Debugging the Swift Compiler

Abstract

This document contains some useful information for debugging the swift compiler and swift compiler output.

Printing the Intermediate Representations

The most important thing when debugging the compiler is to examine the IR. Here is how to dump the IR after the main phases of the swift compiler (assuming you are compiling with optimizations enabled):

  1. Parser. To print the AST after parsing:

    swiftc -dump-ast -O file.swift
    
  2. SILGen. To print the SIL immediately after SILGen:

    swiftc -emit-silgen -O file.swift
    
  3. Mandatory SIL passes. To print the SIL after the mandatory passes:

    swiftc -emit-sil -Onone file.swift
    
Well, this is not quite true, because the compiler is running some passes for -Onone after the mandatory passes, too. But for most purposes you will get what you want to see.
  1. Performance SIL passes. To print the SIL after the complete SIL oprimization pipeline:

    swiftc -emit-sil -O file-swift
    
  2. IRGen. To print the LLVM IR after IR generation:

    swiftc -emit-ir -Xfrontend -disable-llvm-optzns -O file.swift
    
  1. LLVM passes. To print the LLVM IR afer LLVM passes:

    swiftc -emit-ir -O file.swift
    
  2. Code generation. To print the final generated code:

    swiftc -S -O file.swift
    

Compilation stops at the phase where you print the output. So if you want to print the SIL and the LLVM IR, you have to run the compiler twice. The output of all these dump options (except -dump-ast) can be redirected with an additional -o <file> option.

Debugging on SIL Level

Options for Dumping the SIL

Often it is not sufficient to dump the SIL at the begin or end of the optimization pipeline. The SILPassManager supports useful options to dump the SIL also between pass runs.

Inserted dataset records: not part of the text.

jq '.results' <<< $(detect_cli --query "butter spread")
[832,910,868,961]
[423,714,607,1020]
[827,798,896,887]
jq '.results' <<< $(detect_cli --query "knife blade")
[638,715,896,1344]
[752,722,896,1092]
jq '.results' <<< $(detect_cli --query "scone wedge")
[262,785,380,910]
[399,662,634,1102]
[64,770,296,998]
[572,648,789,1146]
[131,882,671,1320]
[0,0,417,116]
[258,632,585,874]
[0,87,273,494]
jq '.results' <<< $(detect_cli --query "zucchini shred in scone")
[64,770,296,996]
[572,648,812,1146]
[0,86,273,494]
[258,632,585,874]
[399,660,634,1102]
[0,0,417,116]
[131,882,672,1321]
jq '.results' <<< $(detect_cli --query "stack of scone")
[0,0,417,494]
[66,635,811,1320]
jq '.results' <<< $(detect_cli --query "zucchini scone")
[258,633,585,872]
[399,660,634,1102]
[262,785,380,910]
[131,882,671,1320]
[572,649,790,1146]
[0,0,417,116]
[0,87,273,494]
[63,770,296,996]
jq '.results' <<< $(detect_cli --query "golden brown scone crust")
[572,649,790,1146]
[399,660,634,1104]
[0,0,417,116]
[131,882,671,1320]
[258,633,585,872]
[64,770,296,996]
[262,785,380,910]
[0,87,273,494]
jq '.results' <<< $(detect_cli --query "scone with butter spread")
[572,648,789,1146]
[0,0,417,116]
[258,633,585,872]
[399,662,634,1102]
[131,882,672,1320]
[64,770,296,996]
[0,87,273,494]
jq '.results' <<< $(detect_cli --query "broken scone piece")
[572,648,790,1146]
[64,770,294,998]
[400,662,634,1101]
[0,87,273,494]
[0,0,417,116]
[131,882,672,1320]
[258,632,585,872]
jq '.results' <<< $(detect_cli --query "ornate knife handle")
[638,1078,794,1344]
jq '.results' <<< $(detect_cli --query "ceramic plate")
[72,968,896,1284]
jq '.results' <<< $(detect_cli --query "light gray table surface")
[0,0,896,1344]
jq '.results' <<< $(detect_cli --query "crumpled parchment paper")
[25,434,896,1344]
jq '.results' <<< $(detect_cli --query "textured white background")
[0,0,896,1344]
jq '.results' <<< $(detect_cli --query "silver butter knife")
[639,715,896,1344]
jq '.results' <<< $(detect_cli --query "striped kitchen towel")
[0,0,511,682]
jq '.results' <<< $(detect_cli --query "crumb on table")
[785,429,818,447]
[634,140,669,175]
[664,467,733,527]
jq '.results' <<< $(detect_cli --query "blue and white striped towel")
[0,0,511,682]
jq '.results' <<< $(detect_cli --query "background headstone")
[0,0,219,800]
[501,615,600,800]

The option -Xllvm -sil-print-all dumps the whole SIL module after all passes. Although it prints only functions which were changed by a pass, the output can get very large.

It is useful if you identified a problem in the final SIL and you want to check which pass did introduce the wrong SIL.

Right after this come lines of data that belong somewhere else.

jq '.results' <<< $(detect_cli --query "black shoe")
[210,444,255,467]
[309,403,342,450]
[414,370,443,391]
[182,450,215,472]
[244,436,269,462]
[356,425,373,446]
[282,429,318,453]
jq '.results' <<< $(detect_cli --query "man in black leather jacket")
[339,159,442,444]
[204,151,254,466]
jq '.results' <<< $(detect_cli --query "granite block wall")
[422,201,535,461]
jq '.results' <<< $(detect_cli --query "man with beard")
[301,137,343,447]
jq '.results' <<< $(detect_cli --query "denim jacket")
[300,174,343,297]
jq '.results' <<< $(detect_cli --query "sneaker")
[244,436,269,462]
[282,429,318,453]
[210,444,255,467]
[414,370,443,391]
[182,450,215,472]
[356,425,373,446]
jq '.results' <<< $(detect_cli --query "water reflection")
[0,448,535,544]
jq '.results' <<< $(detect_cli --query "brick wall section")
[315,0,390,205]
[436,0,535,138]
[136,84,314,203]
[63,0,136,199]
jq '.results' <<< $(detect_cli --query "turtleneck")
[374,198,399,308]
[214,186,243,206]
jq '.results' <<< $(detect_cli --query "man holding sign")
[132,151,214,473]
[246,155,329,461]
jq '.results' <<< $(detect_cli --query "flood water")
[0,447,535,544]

There are several other options available, e.g. to filter the output by function names (-Xllvm -sil-print-only-function/s) or by pass names (-Xllvm -sil-print-before/after/around). For details see PassManager.cpp.

Dumping the SIL and other Data in LLDB

When debugging the swift compiler with LLDB (or Xcode, of course), there is even a more powerful way to examine the data in the compiler, e.g. the SIL. Following LLVM’s dump() convention, many SIL classes (as well as AST classes) provide a dump() function. You can call the dump function with LLDB’s expression -- or print or p command.

For example, to examine a SIL instruction:

(lldb) p Inst->dump()
%12 = struct_extract %10 : $UnsafeMutablePointer<X>, #UnsafeMutablePointer._rawValue // user: %13

To dump a whole function at the beginning of a function pass:

(lldb) p getFunction()->dump()

SIL modules and even functions can get very large. Often it is more convenient to dump their contents into a file and open the file in a separate editor. This can be done with:

(lldb) p getFunction()->dump("myfunction.sil")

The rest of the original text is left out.